67.survive
ある時代、ある場所で、二人の男が喧嘩をしていた。十年来の長い喧嘩だ。原因などより、互いの意地で突っ張りあっている、そんな喧嘩だった。
ところがある日、そんな喧嘩を中断させる出来事が起きた。地球に巨大隕石が降ってくる、と言うのだ。世界は大騒ぎになり、パニック、犯罪、戦争、あらゆる災いの予兆を見せた。
男、タカシは言った。
「ちっ。これじゃ決着の前につまらんことに巻き込まれて死にかねん。続きはまた今度だ。ただし、お前が生きてたらな」
もう一方の男、マサルが言った。
「何を? 貴様ならいざ知らず、俺がこの程度の騒ぎで死ぬはずがない。少なくとも貴様が先にくたばるはずだ」
タカシがぴくりと眉を上げた。
「ほー。だったらどっちが生き残れるか勝負しようじゃないか。このドタバタだけでなく、生涯賭けてな」
「面白い! 並では決着はつかんと思っていたんだ。見ていろ、貴様の屍を拝んで笑ってやる」
こうして二人は別れ、それぞれ自らの命へ飛び込んで行った。
そして、八十年が経った。
災害と長い混乱期を経てようやく安定を取り戻した世界の片隅、忘れ去られたシェルターで、一つの機械が作動していた。冷凍睡眠装置である。
装置は設定された期間を終え、維持機能をいましも解除しようとしていた。中に眠る男が、八十年前のまま目を覚ます。
「う…うーむ…」
蓋が開き、男、マサルは苦しげに起き上がった。と、そこに、いつの間にか背後に立っていた老人が声を掛ける。
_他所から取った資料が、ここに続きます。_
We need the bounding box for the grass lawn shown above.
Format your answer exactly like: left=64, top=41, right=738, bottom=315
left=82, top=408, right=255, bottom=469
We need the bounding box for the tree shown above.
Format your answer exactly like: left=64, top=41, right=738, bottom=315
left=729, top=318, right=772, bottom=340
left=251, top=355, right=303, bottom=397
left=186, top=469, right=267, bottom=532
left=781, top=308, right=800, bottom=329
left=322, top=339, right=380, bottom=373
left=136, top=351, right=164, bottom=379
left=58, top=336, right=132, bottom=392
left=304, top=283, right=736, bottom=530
「ようやくお目覚めか。ところで、知っているかね? 長期間の冷凍睡眠を行った者は、平均寿命が常人より十年短いのだ」
「…? 何を言って…誰だ、貴様…」
目覚めたての体で、ぎこちなく振り返ったマサルの視線が凍りついた。老人の鼻には、昔自分との喧嘩でついた傷跡が残っていたのだ。
「…貴様、タカシ…か?」
杖を突き、しわくちゃになった猫背の老人。対して自分は、まだ若い体である。
老人はニヤリと笑ったかと思うと、直後激しく咳き込み、床に膝をついた。見ると、掌には血痰が吐き出されている。
「馬鹿な…」
マサルは愕然とした。
「ち、血迷ったか、貴様! 俺との勝負を忘れたとは言わさんぞ。どちらが長く生きるかという勝負だ! あの災禍の中、コールドスリープしないだと? 俺は貴様なら…貴様も当然っ…!」
「ふ…だから、今言っただろう。お前の寿命は、縮んだんだよ」
「何を…何を言っている。たかが十年縮んでも」
「そうとも」
言葉を遮って、タカシは再び咳き込んだ。
「わしは、もう死ぬ。だから見せびらかしに来たのさ。お前に、勝利をな」
タカシは杖を床に突き立て、震える手で体を起こした。そして、混乱して眉を寄せるマサルに、ずいと迫る。装置の縁に手を掛ける。
「見ろ。わしの生涯を」
言葉を無くすマサルの眼前、上着の前を剥いでみせる。老いた肌には、弾痕、病痕、火傷、シミや皺、これまでの長い壮絶な年月の証が刻まれていた。
「見ろ! これがわしの人生だ。わしの戦争、わしの歓喜、わしの苦痛、わしの財産だ…!」
襟元に掛けた節くれ立った指からも、懐からも、見事な宝石の輝きが零れている。
「わしは生きたぞ、あの時代を。お前の何倍も長く、何倍も濃い人生をな。お前はその間、呑気に眠っていただけ…そしてこの先、わしに負けたまま生き、わしより十年か二十年早く死ぬ。…くく。ふふふ」
タカシは背を屈め、頭を掻き回した。嗄れた哄笑がシェルターに響き渡る。マサルは呆然と、目の前の老人を凝視していた。
その時、笑いすぎたのか、タカシの喉がごぼりと音を立て、大量の血を吐き出した。咄嗟に腰を浮かせたマサルだったが、その襟首を掴まれ引きずり下ろされる。
唇から血を滴らせ、見開いた眼で睨み上げて、タカシは呻いた。
「俺の、勝ちだ」
それを最後に、タカシは事切れた。
シャツを掴んだ指から力が抜け、ずるり、と前のめりに崩れ落ちる。枯れ木のような老人を膝に抱え、マサルは、奥歯を噛みしめた。顔が歪む。手が震える。タカシの頭を嫌に軽く感じていた。
「…馬鹿野郎…!」
指から抜けた宝石が、床に落ちて細い音を響かせた。
「生き残る」、
「(人)より長生きする」、
「(危機など)を越えて生き延びる」。